Steubenville Rape Case Provides Rare Case Study
I was once invited to speak on sexual violence prevention by a college in the Northeast that provided an uncommon request that I not bring up race during the conversation. I suppose that this request was understandable enough. Conveying an understanding of consent to an audience already has numerous complexities without the consideration of race. I get it; but I was still somewhat unsettled by the request because I could not help but think that I was there only to discuss sexual violence involving White people. I say this because I have yet to follow a public accusation of sexual assault that featured either an alleged perpetrator of color or an alleged victim of color in which the race of the participants did not factor heavily into society’s processing of that event. Sexual violence involving persons of color is racialized by nature.
Thus, I followed what the media has dubbed the “Steubenville rape case” with some interest. The alleged rape of an intoxicated teenager by two high school football teammates found its way on the radar of some of my colleagues when the alleged perpetrators were first indicted in 2012 but it has really drawn a lot of national attention since the associated trial recently got underway. Similar incidents unfortunately occur all of the time but this incident piqued the media’s interest due to the role social media played in its aftermath and its connection to a popular football program. It was of interest to me because trials that provoke national discussion expose America’s understanding of sexual violence. I admit to being curious as to how race would factor into this trial as it featured both a White defendant and a Black defendant. I cannot recall another national trial with similar racial dynamics so it was a case study into how perpetrators of varied race would impact people’s processing of the alleged sexual assault.
I took to the comment sections of articles covering the trial to see what they had to say about how America viewed the racial dynamics of the trial. Yes, I know that scouring comment sections is not exactly sound empirical research but I also don’t believe that these comments reveal nothing either. Overall, I found the racial commentary on this case involving an alleged White victim and an alleged Black perpetrator to be extremely muted. One can certainly find racist comments about the violent nature of Black men or arguments that the Black defendant was railroaded by a racist criminal justice system but they are far less than I am used to observing with trials of such notoriety. It took the presence of a second alleged perpetrator that was White to provide a glimpse into what the national climate towards sexual violence committed by Black men might look like without all of the racial baggage.
The trial has just recently concluded and the alleged perpetrators were indeed convicted of raping an intoxicated sixteen-year-old.

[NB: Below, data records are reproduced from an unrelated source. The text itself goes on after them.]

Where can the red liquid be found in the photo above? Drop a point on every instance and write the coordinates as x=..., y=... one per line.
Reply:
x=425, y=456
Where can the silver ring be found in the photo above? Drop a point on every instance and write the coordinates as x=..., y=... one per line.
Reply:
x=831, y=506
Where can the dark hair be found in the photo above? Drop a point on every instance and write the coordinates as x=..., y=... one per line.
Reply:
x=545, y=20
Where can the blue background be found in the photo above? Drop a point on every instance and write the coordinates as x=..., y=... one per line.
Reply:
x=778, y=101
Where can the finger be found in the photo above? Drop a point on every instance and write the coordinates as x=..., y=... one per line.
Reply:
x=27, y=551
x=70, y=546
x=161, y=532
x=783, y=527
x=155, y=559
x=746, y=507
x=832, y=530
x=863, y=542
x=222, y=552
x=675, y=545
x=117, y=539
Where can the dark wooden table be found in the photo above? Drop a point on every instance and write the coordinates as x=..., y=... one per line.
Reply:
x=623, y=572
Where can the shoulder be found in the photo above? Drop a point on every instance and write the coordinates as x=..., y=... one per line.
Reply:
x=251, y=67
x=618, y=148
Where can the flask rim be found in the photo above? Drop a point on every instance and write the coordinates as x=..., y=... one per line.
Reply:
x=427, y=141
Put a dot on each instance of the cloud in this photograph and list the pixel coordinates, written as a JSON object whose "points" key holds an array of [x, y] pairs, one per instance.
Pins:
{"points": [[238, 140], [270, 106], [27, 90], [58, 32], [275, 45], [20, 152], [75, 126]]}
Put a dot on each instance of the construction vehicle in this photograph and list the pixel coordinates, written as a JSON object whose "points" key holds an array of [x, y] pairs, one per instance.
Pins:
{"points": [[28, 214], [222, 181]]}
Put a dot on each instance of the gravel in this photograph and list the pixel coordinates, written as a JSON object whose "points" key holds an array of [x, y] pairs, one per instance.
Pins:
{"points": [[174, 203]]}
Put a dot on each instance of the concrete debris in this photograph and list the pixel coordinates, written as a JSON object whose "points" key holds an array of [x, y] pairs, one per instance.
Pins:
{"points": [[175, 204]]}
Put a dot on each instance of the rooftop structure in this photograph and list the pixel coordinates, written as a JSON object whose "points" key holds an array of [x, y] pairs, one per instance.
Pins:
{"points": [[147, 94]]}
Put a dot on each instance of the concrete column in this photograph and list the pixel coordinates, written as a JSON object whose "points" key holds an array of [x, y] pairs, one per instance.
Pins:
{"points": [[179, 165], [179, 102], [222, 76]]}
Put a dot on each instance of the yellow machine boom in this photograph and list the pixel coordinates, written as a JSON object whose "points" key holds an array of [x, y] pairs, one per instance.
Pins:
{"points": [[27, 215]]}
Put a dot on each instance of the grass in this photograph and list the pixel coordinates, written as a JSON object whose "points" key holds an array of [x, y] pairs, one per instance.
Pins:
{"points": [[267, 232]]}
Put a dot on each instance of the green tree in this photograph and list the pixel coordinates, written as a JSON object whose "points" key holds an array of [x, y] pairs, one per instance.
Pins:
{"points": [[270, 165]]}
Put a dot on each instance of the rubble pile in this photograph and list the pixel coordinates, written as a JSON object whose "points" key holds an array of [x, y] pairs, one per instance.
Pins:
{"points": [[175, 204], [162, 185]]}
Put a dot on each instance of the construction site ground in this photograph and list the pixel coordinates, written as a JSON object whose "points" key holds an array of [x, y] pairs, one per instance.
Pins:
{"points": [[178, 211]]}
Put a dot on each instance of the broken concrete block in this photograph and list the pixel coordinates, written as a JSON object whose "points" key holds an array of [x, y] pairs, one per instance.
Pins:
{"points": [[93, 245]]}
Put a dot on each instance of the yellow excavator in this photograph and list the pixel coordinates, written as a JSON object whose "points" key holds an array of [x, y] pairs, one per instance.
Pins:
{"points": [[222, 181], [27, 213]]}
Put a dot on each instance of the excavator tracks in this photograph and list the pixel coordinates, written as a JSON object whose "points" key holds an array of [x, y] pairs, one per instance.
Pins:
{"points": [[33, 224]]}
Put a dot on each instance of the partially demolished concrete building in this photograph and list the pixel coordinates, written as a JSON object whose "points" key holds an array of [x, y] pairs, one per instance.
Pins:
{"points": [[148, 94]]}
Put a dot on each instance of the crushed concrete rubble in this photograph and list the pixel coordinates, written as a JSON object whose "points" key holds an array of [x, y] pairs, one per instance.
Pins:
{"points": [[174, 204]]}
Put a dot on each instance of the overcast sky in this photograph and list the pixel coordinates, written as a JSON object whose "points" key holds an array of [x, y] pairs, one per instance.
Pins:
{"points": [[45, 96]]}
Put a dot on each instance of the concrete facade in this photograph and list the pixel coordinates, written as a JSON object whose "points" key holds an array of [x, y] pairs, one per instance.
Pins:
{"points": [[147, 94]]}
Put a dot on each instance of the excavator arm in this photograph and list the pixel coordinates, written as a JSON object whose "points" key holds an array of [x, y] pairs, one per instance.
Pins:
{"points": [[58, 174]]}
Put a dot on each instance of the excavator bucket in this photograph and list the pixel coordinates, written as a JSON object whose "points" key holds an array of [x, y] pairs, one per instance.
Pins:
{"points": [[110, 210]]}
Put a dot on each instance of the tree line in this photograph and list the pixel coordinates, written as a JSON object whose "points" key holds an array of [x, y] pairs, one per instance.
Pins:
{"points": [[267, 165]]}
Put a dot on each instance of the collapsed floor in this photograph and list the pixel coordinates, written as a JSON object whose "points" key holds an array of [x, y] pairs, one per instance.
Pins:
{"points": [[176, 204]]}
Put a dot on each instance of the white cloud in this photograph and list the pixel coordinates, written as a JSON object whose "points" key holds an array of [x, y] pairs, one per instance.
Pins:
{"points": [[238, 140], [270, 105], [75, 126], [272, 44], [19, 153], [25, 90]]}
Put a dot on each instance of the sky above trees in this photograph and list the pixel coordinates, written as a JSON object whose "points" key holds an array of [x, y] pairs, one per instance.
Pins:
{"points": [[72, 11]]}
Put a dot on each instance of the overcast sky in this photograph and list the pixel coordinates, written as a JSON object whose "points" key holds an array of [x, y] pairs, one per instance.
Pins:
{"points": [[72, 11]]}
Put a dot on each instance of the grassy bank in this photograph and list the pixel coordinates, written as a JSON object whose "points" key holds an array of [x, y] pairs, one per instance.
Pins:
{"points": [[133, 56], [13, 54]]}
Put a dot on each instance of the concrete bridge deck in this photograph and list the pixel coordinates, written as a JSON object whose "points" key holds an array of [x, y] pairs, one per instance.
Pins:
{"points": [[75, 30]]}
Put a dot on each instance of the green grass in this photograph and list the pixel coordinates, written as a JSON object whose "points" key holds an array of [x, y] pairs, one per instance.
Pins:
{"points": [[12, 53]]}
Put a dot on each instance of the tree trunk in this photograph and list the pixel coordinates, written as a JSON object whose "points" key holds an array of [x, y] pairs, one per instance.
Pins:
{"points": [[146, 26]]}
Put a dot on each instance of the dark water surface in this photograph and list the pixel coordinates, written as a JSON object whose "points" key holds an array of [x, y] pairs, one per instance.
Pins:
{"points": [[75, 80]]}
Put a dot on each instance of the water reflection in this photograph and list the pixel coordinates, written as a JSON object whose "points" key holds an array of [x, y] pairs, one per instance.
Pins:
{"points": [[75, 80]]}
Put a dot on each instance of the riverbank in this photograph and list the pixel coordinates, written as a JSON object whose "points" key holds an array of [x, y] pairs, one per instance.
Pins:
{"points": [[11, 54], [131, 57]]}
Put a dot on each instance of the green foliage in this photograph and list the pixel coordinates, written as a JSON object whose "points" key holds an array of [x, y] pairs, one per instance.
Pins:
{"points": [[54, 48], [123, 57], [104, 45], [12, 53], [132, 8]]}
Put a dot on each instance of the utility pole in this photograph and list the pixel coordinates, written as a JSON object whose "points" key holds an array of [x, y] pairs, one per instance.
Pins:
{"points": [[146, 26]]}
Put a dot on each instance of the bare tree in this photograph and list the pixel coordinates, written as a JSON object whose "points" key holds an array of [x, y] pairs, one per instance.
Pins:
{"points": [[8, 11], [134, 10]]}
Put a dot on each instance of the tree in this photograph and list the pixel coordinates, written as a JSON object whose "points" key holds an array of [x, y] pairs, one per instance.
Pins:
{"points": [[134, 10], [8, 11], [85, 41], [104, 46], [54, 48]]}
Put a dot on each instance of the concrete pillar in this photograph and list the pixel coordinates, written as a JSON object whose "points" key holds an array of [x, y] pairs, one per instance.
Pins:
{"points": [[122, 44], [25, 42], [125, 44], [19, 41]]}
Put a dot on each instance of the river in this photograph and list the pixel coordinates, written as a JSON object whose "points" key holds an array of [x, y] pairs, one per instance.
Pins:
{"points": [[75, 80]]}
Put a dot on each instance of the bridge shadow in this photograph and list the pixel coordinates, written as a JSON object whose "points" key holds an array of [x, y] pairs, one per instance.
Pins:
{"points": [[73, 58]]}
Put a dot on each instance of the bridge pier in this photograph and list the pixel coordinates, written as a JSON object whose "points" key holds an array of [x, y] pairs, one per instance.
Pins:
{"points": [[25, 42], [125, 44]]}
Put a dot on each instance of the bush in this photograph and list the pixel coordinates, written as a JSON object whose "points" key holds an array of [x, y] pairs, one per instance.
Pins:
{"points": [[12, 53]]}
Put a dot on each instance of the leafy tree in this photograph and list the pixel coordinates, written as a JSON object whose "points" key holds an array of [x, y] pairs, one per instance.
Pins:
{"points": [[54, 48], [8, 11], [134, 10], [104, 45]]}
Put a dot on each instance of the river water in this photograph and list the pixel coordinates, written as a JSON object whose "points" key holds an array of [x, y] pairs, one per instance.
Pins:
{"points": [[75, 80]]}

The emotion surrounding these findings reminds me that what was a case study to me was a profoundly life-altering event for all parties involved (including the alleged victim which some seemed to forget).
Deeply personal affairs unfortunately become discussion topics for outside commentators when these mega-trials grab the media’s attention, so I hope that America at least learns something from this rare conversation about sexual violence that was relatively free of race-based tensions. The biggest takeaway for me was just how much work there is to be done. Throughout the trial, the defendants and their friends came off to me as utterly (but genuinely) clueless about the definition of rape and about appropriate respect for the bodily integrity of others. The testimony released to the public suggests that these boys were steeped in a peer culture that normalized casual sexual access to women’s bodies and that possessed few moral cues in the absence of overt physical violence. I imagine that the lives of these boys featured little to no conversation about these things. No less than three teenagers are now working through life-changing events partially because the community around them didn’t have the strength or desire to have important conversations with a group of teenage boys. This is why we must continue to fight to have our voices heard.